A project log for SSD1325 OLED Hack

Hacking SSD1325 OLED Display for use in custom projects.

sidsinghsidsingh 05/18/2014 at 18:180 Comments

For the past two days I have poured over ssd1325 datasheet and also figured out most of the schematics. I used the multimeter contuinity tester,a pair of custom made probes for tracing back the connections, a 5x magnification lens and a lot of patience. The probes are nothing fancy, I just put them together using couple of sewing needles and thin wires connected to  multimeter's original probes.

Datasheet for ssd1325:

http://www.densitron.com/uploadedFiles/Displays/Support/SSD1325_2.1.pdf

and, the schematics of the OLED PCB:

https://github.com/sidsingh78/SSD1325_OLED

As I had suspected earlier, All RGB LEDs are driven individually using microcontroller pins (8 x 3 = 24 I/O ports for LEDs alone...what a waste!).
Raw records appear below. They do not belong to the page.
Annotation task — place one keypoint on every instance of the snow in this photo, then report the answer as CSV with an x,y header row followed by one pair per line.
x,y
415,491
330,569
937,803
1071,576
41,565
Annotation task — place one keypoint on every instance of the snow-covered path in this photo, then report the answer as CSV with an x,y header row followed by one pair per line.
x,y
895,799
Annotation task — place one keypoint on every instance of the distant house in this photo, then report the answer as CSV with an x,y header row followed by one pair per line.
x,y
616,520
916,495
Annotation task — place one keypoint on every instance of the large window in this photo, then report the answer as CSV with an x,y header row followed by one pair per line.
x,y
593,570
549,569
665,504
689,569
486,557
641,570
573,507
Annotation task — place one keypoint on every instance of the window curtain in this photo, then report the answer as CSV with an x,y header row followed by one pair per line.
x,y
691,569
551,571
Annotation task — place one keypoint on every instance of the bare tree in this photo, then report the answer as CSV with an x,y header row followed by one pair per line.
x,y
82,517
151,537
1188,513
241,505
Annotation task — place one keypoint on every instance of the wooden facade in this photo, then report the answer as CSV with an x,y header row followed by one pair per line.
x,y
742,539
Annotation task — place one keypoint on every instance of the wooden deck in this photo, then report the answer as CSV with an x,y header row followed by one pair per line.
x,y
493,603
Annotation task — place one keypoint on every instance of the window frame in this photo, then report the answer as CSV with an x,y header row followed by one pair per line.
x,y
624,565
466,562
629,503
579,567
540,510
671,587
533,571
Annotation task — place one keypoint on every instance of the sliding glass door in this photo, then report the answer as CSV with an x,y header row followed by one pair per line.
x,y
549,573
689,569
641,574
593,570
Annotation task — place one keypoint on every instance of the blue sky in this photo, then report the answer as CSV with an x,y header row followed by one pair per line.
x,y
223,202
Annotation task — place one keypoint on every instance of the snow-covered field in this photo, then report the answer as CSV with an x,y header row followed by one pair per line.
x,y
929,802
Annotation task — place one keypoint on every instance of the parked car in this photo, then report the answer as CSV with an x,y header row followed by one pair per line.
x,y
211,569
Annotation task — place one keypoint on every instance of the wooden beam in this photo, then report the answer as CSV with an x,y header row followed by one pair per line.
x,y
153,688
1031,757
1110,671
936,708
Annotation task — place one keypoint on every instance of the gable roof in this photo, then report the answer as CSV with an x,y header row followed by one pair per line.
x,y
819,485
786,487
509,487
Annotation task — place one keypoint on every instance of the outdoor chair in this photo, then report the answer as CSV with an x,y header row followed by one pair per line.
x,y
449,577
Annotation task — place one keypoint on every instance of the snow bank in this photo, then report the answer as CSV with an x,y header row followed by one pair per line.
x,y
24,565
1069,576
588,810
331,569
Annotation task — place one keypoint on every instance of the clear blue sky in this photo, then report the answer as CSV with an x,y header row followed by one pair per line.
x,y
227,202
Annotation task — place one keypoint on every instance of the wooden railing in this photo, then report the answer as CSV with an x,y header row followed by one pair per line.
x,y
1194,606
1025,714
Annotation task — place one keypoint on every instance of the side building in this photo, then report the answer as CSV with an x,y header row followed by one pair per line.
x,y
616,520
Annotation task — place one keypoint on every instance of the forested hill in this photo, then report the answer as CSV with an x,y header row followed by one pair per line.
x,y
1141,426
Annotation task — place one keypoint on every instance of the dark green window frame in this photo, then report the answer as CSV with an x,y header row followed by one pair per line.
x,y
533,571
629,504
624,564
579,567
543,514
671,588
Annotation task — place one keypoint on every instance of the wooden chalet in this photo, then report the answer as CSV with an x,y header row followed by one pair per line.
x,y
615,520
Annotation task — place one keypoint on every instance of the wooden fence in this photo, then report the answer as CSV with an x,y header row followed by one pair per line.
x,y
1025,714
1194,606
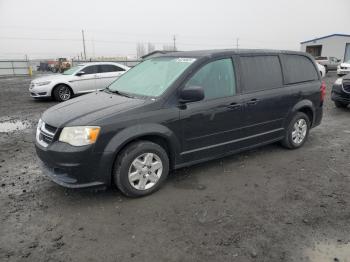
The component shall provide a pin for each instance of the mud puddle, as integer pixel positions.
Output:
(329, 251)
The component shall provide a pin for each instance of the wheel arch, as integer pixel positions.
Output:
(306, 107)
(61, 83)
(155, 133)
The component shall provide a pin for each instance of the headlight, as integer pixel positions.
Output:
(42, 83)
(339, 81)
(79, 135)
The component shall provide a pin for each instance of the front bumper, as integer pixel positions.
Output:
(75, 167)
(339, 95)
(343, 71)
(40, 91)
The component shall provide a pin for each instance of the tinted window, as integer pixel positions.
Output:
(217, 78)
(109, 68)
(298, 69)
(261, 73)
(90, 70)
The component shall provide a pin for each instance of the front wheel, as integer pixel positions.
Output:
(62, 93)
(297, 131)
(141, 168)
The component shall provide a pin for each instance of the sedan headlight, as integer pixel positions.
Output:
(80, 135)
(42, 83)
(339, 81)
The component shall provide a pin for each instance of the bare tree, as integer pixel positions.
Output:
(140, 50)
(150, 47)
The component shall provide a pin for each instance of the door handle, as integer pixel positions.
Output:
(234, 106)
(253, 101)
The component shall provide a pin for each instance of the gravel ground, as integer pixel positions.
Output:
(268, 204)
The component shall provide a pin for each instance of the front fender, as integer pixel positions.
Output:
(134, 132)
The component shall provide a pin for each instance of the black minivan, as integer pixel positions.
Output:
(177, 110)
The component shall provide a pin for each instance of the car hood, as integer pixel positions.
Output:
(86, 109)
(345, 64)
(51, 78)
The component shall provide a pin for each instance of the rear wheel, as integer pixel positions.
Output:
(62, 93)
(340, 104)
(141, 168)
(297, 131)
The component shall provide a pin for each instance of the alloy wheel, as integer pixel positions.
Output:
(299, 131)
(145, 171)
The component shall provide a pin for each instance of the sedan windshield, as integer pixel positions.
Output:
(72, 70)
(151, 77)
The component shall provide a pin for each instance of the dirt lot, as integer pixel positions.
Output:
(268, 204)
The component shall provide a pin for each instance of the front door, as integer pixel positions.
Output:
(212, 126)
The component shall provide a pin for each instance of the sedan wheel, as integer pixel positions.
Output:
(62, 93)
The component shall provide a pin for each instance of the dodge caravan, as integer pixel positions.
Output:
(177, 110)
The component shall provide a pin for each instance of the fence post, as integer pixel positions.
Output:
(13, 68)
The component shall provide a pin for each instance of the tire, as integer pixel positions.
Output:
(62, 93)
(340, 104)
(292, 141)
(131, 173)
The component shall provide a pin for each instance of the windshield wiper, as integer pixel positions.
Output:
(119, 93)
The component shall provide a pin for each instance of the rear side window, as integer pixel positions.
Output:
(109, 68)
(298, 69)
(90, 70)
(261, 73)
(217, 79)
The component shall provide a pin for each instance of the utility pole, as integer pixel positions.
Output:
(174, 39)
(82, 31)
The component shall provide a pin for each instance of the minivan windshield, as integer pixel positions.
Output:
(72, 70)
(151, 77)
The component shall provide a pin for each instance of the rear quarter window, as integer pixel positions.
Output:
(298, 69)
(261, 72)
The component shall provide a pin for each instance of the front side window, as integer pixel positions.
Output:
(151, 77)
(217, 79)
(72, 70)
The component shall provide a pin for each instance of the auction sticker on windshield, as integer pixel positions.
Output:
(185, 60)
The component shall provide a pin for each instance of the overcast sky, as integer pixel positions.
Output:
(46, 28)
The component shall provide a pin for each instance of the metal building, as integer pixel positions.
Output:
(335, 45)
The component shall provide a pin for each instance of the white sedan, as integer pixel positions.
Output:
(343, 68)
(83, 78)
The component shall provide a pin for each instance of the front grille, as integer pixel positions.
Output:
(346, 87)
(46, 134)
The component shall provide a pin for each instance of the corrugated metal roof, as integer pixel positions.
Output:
(327, 36)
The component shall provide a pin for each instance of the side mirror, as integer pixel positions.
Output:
(191, 94)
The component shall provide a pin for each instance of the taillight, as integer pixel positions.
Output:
(323, 91)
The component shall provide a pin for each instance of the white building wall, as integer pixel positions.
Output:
(331, 46)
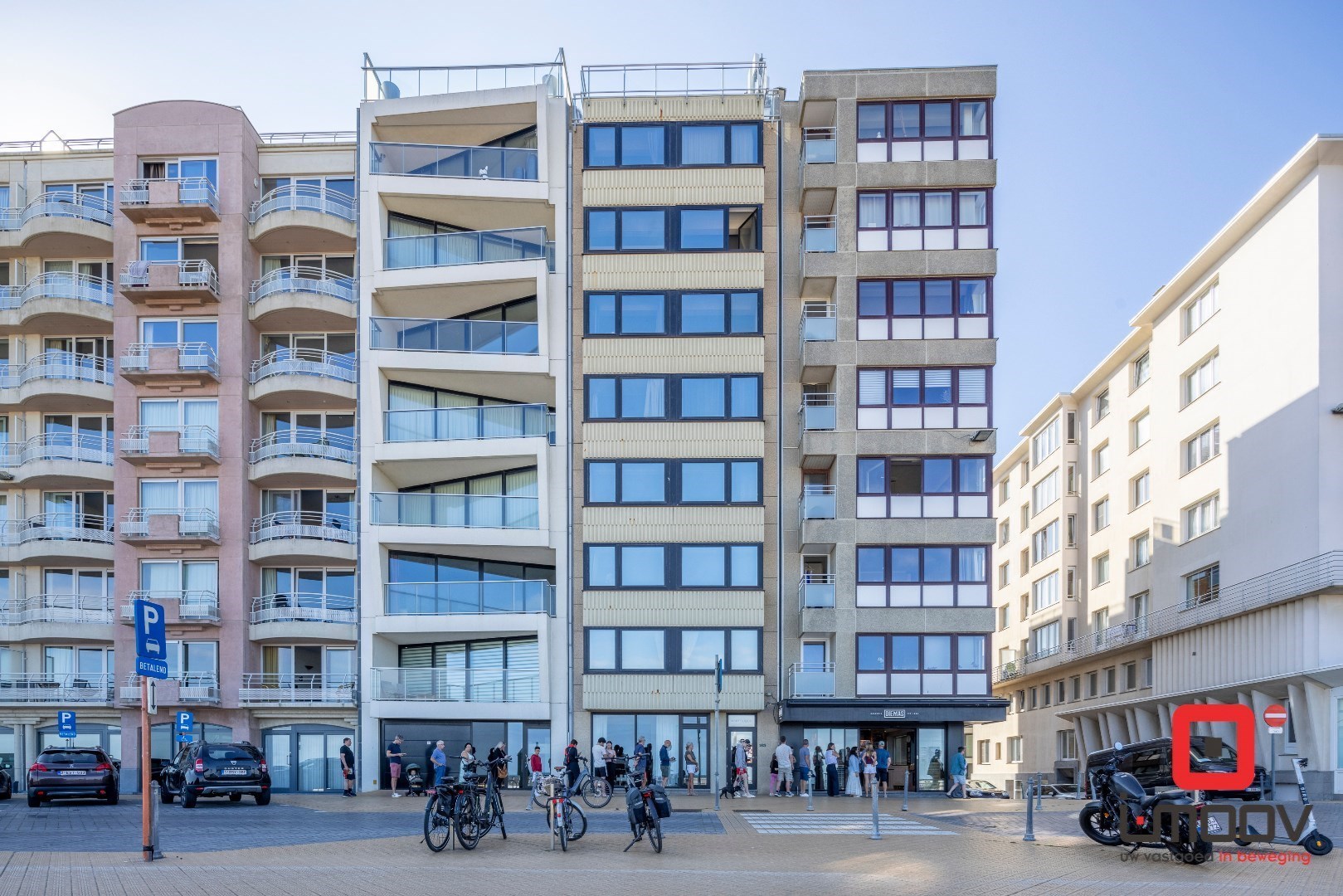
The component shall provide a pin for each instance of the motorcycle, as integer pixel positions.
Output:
(1126, 816)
The OLED display is driven serially using SPI bus. PIC18F67J10 has dual SPI bus, the OLED display is sharing the SPI-2 bus with the serial Flash memory. SPI-1 bus is used to send commands from external system to PIC and is terminated on external header J4.

Initially, I had thought the OLED was driven using 8 bit parallel bus, but it turned out serial. One major disadvantage of using serial communication is that you cannot read back the display RAM (GDRAM) of ssd1325. Serial communication is Write Only, which presents the following unique problem...

Each pixel on the display is mapped to 4 bits (upper and lower nibble). Each pixel can have 16 grayscale shades 00h-0Fh, hence 4 bits. 1 byte represents two adjacent pixels (columns). So, if you light up a pixel by sending a serial byte, you inadvertently erase or overwrite the adjacent pixel.  

One solution I can think of is to have a frame buffer in PIC RAM and dump the entire frame during display refresh, this will eliminate the need to read back display RAM. 

Now, since I have figured out most of the connections, next steps are connecting wires to the external headers, supply the right voltages and try to reprogram the onboard PIC. This has to wait till tomorrow, its almost midnight and I have to start for work early. Good night!